Perhaps above all it’s a story of quiet but determined leadership. Though he never wanted to be seen as some kind of Haida sage or spokesman, he helped the world appreciate the marvels of their great culture. More important, he helped the Haida themselves rediscover their artistic heritage.

In the old times, he said in his book Out of the Silence, great works of art “told the people of the completeness of their culture, the continuing lineages of the great families, their closeness to the magic world of myth and legend.”

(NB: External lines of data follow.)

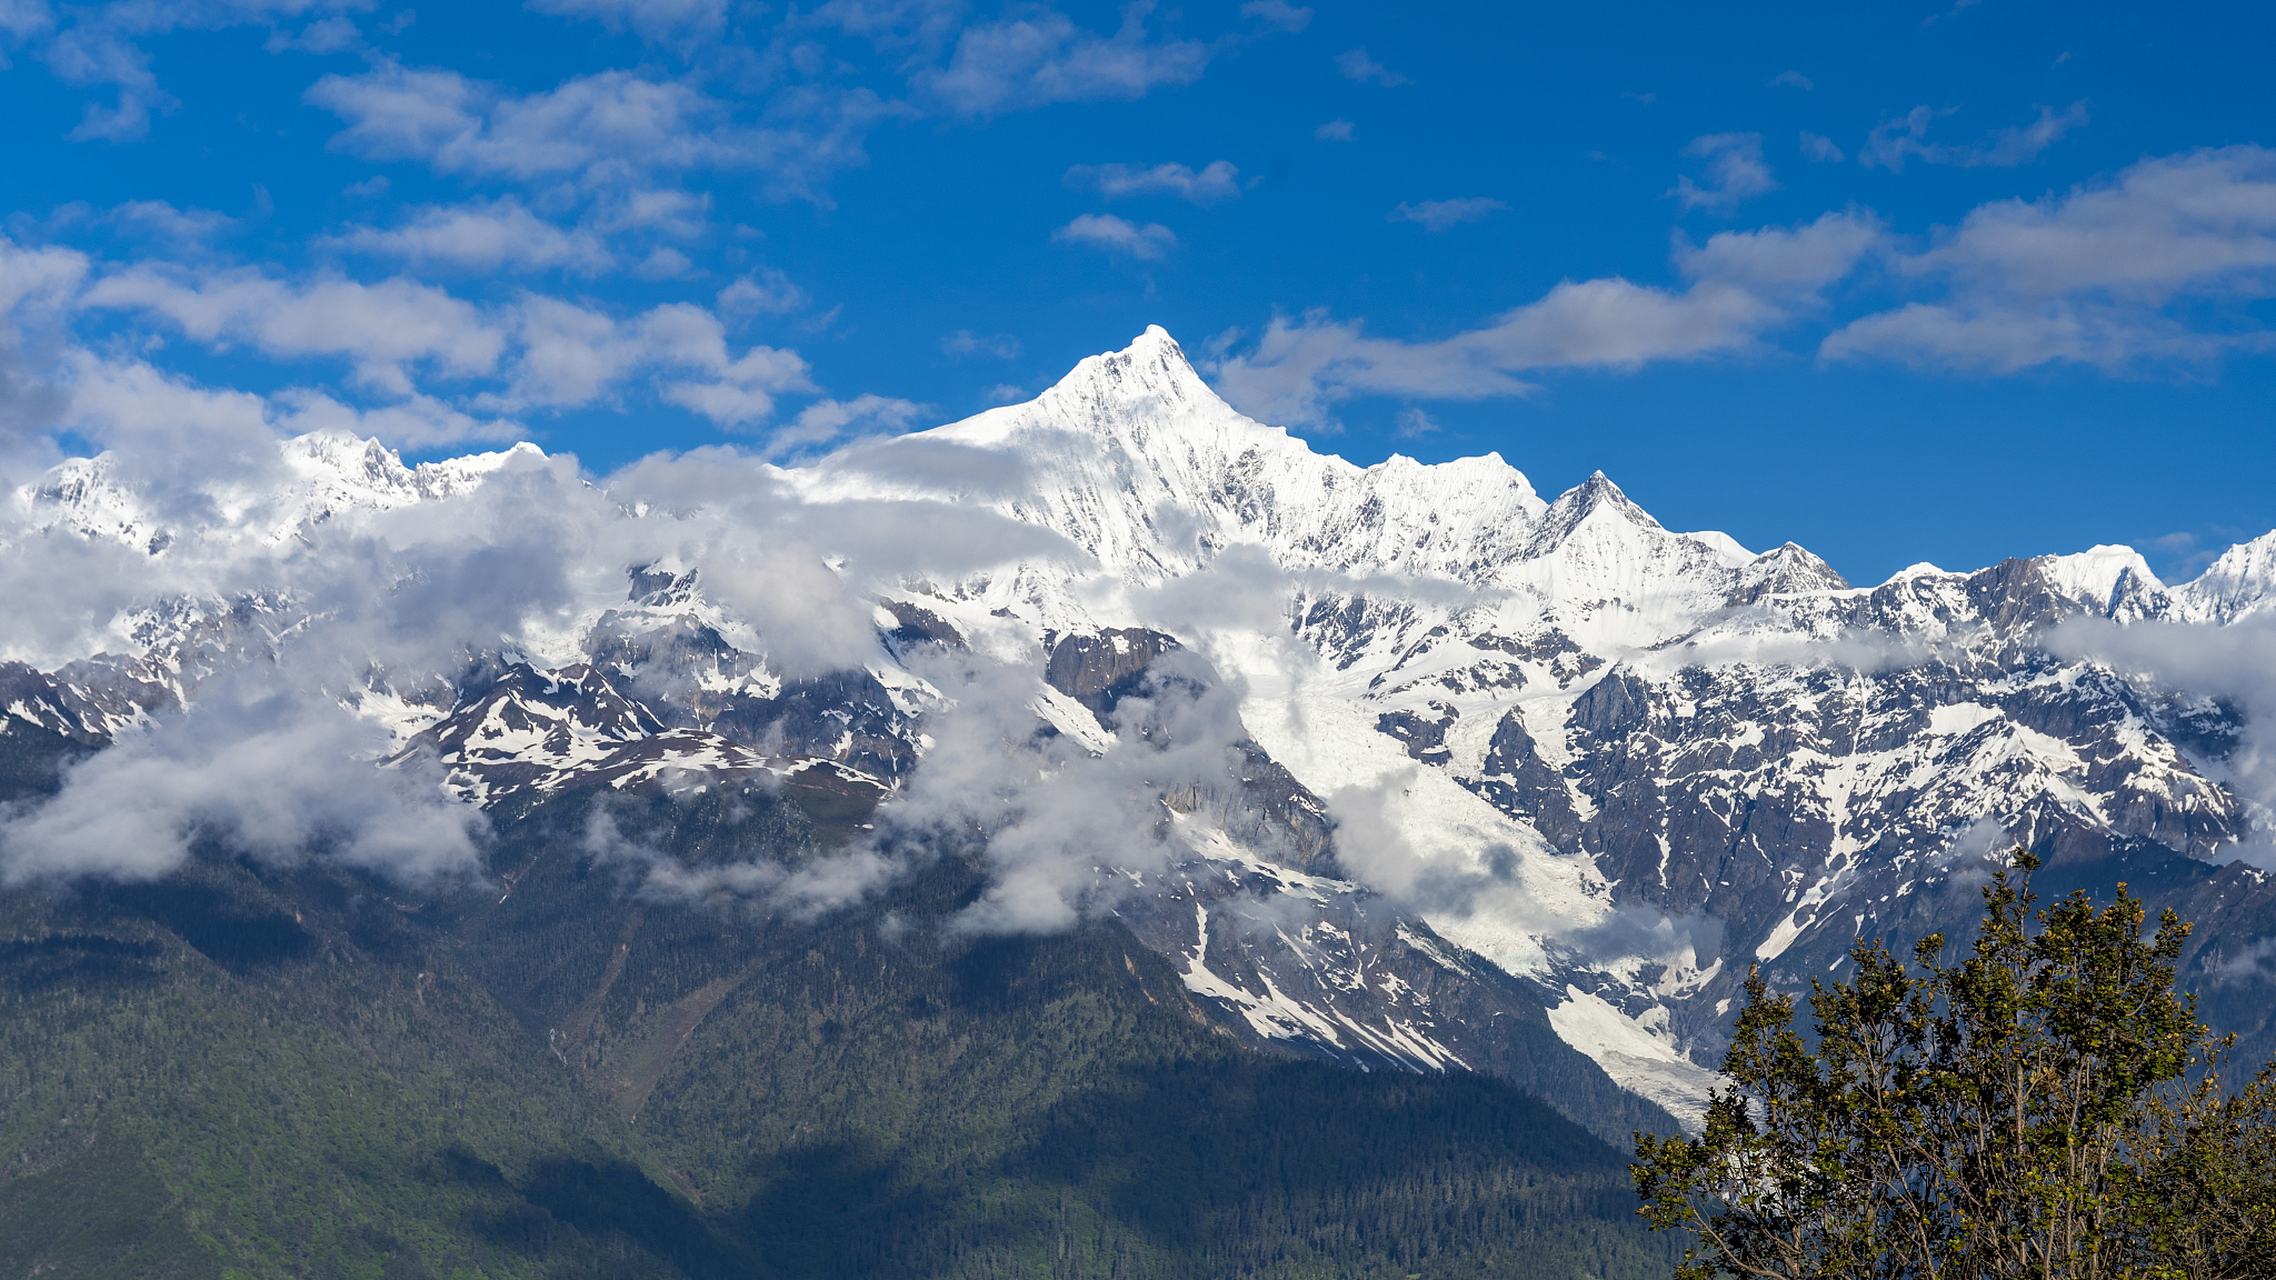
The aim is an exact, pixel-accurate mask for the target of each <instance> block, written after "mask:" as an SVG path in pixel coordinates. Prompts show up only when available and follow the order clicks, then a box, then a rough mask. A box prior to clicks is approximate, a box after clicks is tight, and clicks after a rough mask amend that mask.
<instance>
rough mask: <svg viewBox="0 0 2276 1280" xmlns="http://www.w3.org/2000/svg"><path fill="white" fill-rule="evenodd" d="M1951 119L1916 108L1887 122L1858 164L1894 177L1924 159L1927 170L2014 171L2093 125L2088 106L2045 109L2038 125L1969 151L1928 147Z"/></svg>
mask: <svg viewBox="0 0 2276 1280" xmlns="http://www.w3.org/2000/svg"><path fill="white" fill-rule="evenodd" d="M1948 114H1951V112H1935V109H1930V107H1914V109H1910V112H1905V114H1903V116H1898V118H1894V121H1882V123H1880V125H1875V128H1873V134H1871V137H1866V143H1864V148H1859V150H1857V164H1864V166H1866V169H1875V166H1878V169H1887V171H1889V173H1903V171H1905V159H1919V162H1921V164H1957V166H1962V169H1982V166H1994V169H2014V166H2017V164H2030V162H2032V159H2039V153H2044V150H2046V148H2051V146H2055V143H2058V141H2060V139H2062V134H2067V132H2071V130H2076V128H2085V123H2087V105H2085V102H2071V107H2069V109H2067V112H2062V114H2055V109H2053V107H2039V118H2037V121H2032V123H2028V125H2014V128H2005V130H1996V132H1992V134H1989V137H1985V139H1980V141H1973V143H1966V146H1951V143H1941V141H1937V143H1932V141H1928V125H1930V123H1932V121H1935V118H1937V116H1948Z"/></svg>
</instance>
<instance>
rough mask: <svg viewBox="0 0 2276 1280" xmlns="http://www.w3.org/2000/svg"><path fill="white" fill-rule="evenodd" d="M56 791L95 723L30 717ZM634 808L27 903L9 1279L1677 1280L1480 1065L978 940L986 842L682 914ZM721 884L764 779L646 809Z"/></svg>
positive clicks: (40, 887) (1627, 1194) (1, 1221)
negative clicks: (875, 894)
mask: <svg viewBox="0 0 2276 1280" xmlns="http://www.w3.org/2000/svg"><path fill="white" fill-rule="evenodd" d="M0 749H5V758H0V770H5V772H7V788H9V793H11V795H14V797H32V795H36V790H39V788H41V786H46V781H48V779H52V770H55V763H57V758H59V754H61V752H64V749H66V745H64V742H59V740H57V742H39V740H34V738H32V736H30V733H23V731H11V733H9V736H7V738H0ZM596 802H599V799H596V797H594V795H592V793H569V795H560V797H553V799H546V802H542V804H537V806H533V809H528V811H521V813H501V815H498V818H501V822H498V831H501V838H498V840H496V845H494V847H492V852H489V879H487V881H485V884H467V886H455V888H448V891H437V893H421V895H407V893H403V891H401V888H398V886H391V884H387V881H380V879H369V877H360V875H355V872H348V870H341V868H337V863H330V861H323V859H307V861H303V863H298V865H269V863H257V861H246V859H239V856H232V854H230V852H228V850H221V847H207V850H203V852H200V856H198V859H193V861H191V863H189V865H187V868H182V870H180V872H175V875H173V877H168V879H164V881H157V884H75V886H61V888H57V886H20V888H11V891H7V893H5V895H0V1273H11V1275H118V1278H159V1275H168V1278H171V1275H182V1278H189V1275H248V1278H253V1275H264V1278H266V1275H278V1278H284V1275H294V1278H300V1275H314V1278H373V1280H378V1278H428V1275H435V1278H473V1275H483V1278H521V1275H528V1278H537V1275H544V1278H562V1280H567V1278H580V1275H594V1278H601V1275H608V1278H621V1275H658V1278H681V1275H685V1278H690V1280H696V1278H744V1275H749V1278H808V1275H813V1278H826V1275H844V1278H854V1275H860V1278H904V1275H906V1278H935V1275H938V1278H951V1275H954V1278H1186V1275H1190V1278H1204V1275H1209V1278H1220V1275H1256V1278H1313V1275H1318V1278H1329V1275H1334V1278H1359V1275H1368V1278H1372V1275H1382V1278H1402V1280H1407V1278H1448V1280H1454V1278H1486V1275H1495V1278H1545V1280H1548V1278H1555V1280H1566V1278H1575V1280H1577V1278H1646V1275H1666V1273H1668V1271H1671V1269H1673V1266H1675V1262H1677V1260H1680V1255H1682V1248H1680V1244H1677V1241H1673V1239H1668V1237H1657V1234H1650V1232H1648V1230H1646V1228H1643V1223H1641V1219H1639V1214H1636V1196H1634V1191H1632V1187H1630V1173H1627V1155H1625V1152H1621V1150H1616V1148H1611V1146H1607V1143H1605V1141H1600V1139H1598V1137H1593V1134H1589V1132H1586V1130H1582V1127H1580V1125H1575V1123H1573V1121H1568V1118H1566V1116H1561V1114H1559V1111H1557V1109H1552V1107H1550V1105H1545V1102H1543V1100H1539V1098H1534V1096H1529V1093H1525V1091H1520V1089H1514V1086H1509V1084H1504V1082H1498V1080H1489V1077H1475V1075H1429V1077H1425V1075H1404V1073H1356V1070H1345V1068H1336V1066H1327V1064H1318V1061H1297V1059H1281V1057H1268V1055H1263V1052H1256V1050H1252V1048H1245V1045H1243V1043H1240V1041H1236V1039H1234V1036H1231V1034H1227V1032H1224V1029H1220V1027H1218V1025H1215V1023H1213V1020H1211V1018H1209V1016H1206V1014H1204V1011H1202V1009H1199V1007H1197V1004H1195V1002H1193V1000H1190V998H1188V993H1186V991H1184V986H1181V984H1179V982H1177V977H1174V975H1172V970H1170V968H1168V966H1165V961H1161V959H1158V957H1156V954H1152V952H1147V950H1145V947H1140V945H1136V943H1133V941H1131V938H1129V936H1127V934H1124V932H1122V929H1120V927H1118V925H1115V922H1111V920H1106V922H1095V925H1088V927H1083V929H1077V932H1072V934H1063V936H1042V938H954V936H945V934H942V929H938V922H940V920H942V918H945V916H949V913H951V911H956V909H958V906H960V904H965V902H970V900H972V897H974V895H976V893H979V888H981V875H979V868H976V865H972V863H965V861H960V859H954V856H945V859H940V861H935V863H931V865H929V870H924V872H922V875H917V877H913V879H908V881H904V884H899V886H897V888H894V891H890V893H885V895H881V897H876V900H872V902H867V904H865V906H860V909H849V911H842V913H835V916H824V918H813V920H799V918H781V916H774V918H769V916H758V913H751V911H749V909H747V906H737V904H701V902H694V904H690V902H658V900H642V897H640V895H637V893H633V888H635V886H633V881H630V879H626V875H624V872H621V870H617V868H612V865H608V863H596V861H594V859H592V856H589V854H587V852H585V840H583V834H585V827H587V820H589V811H592V804H596ZM615 818H617V822H619V824H621V827H624V831H626V834H628V836H633V838H644V840H651V843H655V845H658V847H662V850H667V852H671V854H674V856H678V859H683V861H687V863H690V865H701V863H703V861H708V859H726V856H749V852H751V850H769V852H778V854H781V856H797V850H810V847H815V845H817V843H822V845H826V843H831V840H835V838H842V836H844V829H847V827H849V822H851V820H854V818H856V815H849V813H842V811H835V809H831V804H828V797H799V795H778V793H767V790H758V788H751V790H742V793H717V790H715V793H710V795H703V797H694V799H665V797H646V799H635V802H628V799H621V797H619V799H615Z"/></svg>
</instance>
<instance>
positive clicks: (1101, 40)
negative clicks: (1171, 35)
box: [910, 5, 1215, 116]
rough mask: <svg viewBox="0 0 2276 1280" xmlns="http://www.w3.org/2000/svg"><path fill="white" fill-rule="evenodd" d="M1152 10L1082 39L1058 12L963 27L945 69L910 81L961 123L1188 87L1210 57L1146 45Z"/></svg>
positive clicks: (1197, 54)
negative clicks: (1167, 89) (1177, 88)
mask: <svg viewBox="0 0 2276 1280" xmlns="http://www.w3.org/2000/svg"><path fill="white" fill-rule="evenodd" d="M1147 9H1152V5H1131V7H1127V9H1124V11H1122V27H1120V30H1118V32H1115V34H1113V36H1102V34H1097V32H1086V30H1081V27H1077V25H1074V20H1072V18H1067V16H1065V14H1058V11H1049V9H1045V11H1036V14H1026V16H1020V18H1004V20H999V23H986V25H976V27H967V30H965V32H963V34H960V36H958V39H956V52H954V55H949V64H947V66H938V68H926V71H920V73H917V75H915V77H913V80H910V82H913V84H915V87H917V89H922V91H924V93H929V96H931V98H935V100H938V102H940V105H945V107H947V109H949V112H956V114H960V116H995V114H1001V112H1015V109H1020V107H1042V105H1049V102H1095V100H1115V98H1122V100H1129V98H1143V96H1145V93H1147V91H1152V89H1156V87H1163V84H1193V82H1195V80H1199V77H1202V73H1204V71H1206V68H1209V59H1211V57H1213V55H1215V50H1213V48H1211V46H1206V43H1202V41H1158V43H1156V41H1149V39H1147V32H1145V16H1147Z"/></svg>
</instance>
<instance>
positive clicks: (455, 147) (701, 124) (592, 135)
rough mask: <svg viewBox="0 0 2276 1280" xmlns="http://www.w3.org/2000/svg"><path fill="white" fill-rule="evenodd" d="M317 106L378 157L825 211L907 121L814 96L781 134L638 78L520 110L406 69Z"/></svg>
mask: <svg viewBox="0 0 2276 1280" xmlns="http://www.w3.org/2000/svg"><path fill="white" fill-rule="evenodd" d="M307 100H310V102H312V105H316V107H325V109H328V112H332V114H337V116H341V118H344V121H348V128H346V130H341V132H339V134H337V137H335V139H332V148H337V150H348V153H355V155H364V157H369V159H417V162H423V164H428V166H432V169H435V171H437V173H469V175H498V178H514V180H523V182H535V180H542V178H576V180H580V182H585V184H589V187H626V184H637V180H640V175H644V173H653V171H696V169H712V171H756V173H765V175H767V191H769V196H774V198H806V200H817V203H819V200H824V196H822V182H824V180H826V178H828V175H831V173H835V171H838V169H847V166H854V164H863V162H867V155H865V153H863V137H865V134H867V130H869V128H872V125H874V123H876V121H883V118H890V116H899V114H906V109H904V107H899V105H892V102H883V100H881V98H879V96H876V93H872V91H867V89H815V87H808V89H794V91H785V93H778V96H776V98H774V100H772V102H769V107H767V114H769V118H772V121H774V123H769V125H747V123H740V121H735V112H733V105H731V102H724V100H719V98H712V96H708V93H703V91H701V89H696V87H694V84H687V82H678V80H651V77H644V75H637V73H630V71H603V73H596V75H580V77H574V80H567V82H562V84H560V87H555V89H549V91H544V93H528V96H519V98H517V96H510V93H503V91H498V89H496V87H492V84H483V82H476V80H467V77H464V75H460V73H455V71H412V68H405V66H401V64H394V61H387V64H380V66H376V68H373V71H366V73H362V75H325V77H323V80H319V82H316V84H314V87H312V89H310V91H307Z"/></svg>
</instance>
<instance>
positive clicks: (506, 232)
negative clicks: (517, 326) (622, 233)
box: [319, 196, 615, 273]
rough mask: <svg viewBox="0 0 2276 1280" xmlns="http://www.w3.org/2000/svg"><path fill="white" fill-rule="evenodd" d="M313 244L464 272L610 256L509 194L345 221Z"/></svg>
mask: <svg viewBox="0 0 2276 1280" xmlns="http://www.w3.org/2000/svg"><path fill="white" fill-rule="evenodd" d="M319 244H330V246H339V248H351V251H357V253H371V255H380V257H401V260H405V262H414V264H421V266H457V269H464V271H501V269H523V271H551V269H555V266H558V269H567V271H583V273H594V271H605V269H610V266H612V264H615V255H612V253H610V251H608V246H605V244H601V237H596V235H592V232H589V230H562V228H558V225H553V223H549V221H544V219H539V216H537V214H533V212H528V210H526V207H523V205H521V200H514V198H512V196H508V198H503V200H476V203H469V205H423V207H419V210H412V214H410V219H405V223H403V225H398V228H389V230H378V228H369V225H351V228H348V230H346V232H341V235H337V237H330V239H325V241H319Z"/></svg>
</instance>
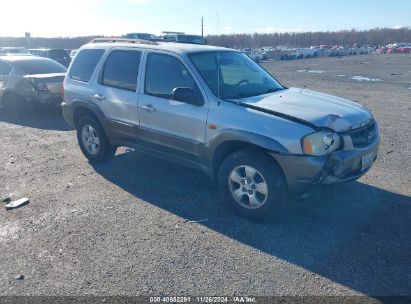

“Perhaps they told more, a story of little people, few in scattered numbers, in a huge dark world of enormous forests of absurdly large trees, and stormy coasts and wild waters beyond, where brief cool summers gave way forever to long black winters, and families round their fires, no matter how long their lineages, needed much assurance of their greatness.”

He did not pretend the modern Haida could recreate that world or shut out the new one. But by reminding them of the glories of their past, he helped restore their faith in themselves after generations of persecution and loss.

Young artists sprang up to follow his path. Communities raised new poles to replace the fallen ones. A huge area in the southern islands was declared a protected national park, Gwaii Haanas. A wonderful Haida Heritage Centre opened to visitors.

Though many others joined in this cultural renaissance, Bill Reid – a man who at first barely knew he was Haida – became its most public advocate. With trembling hands, he relit the torch.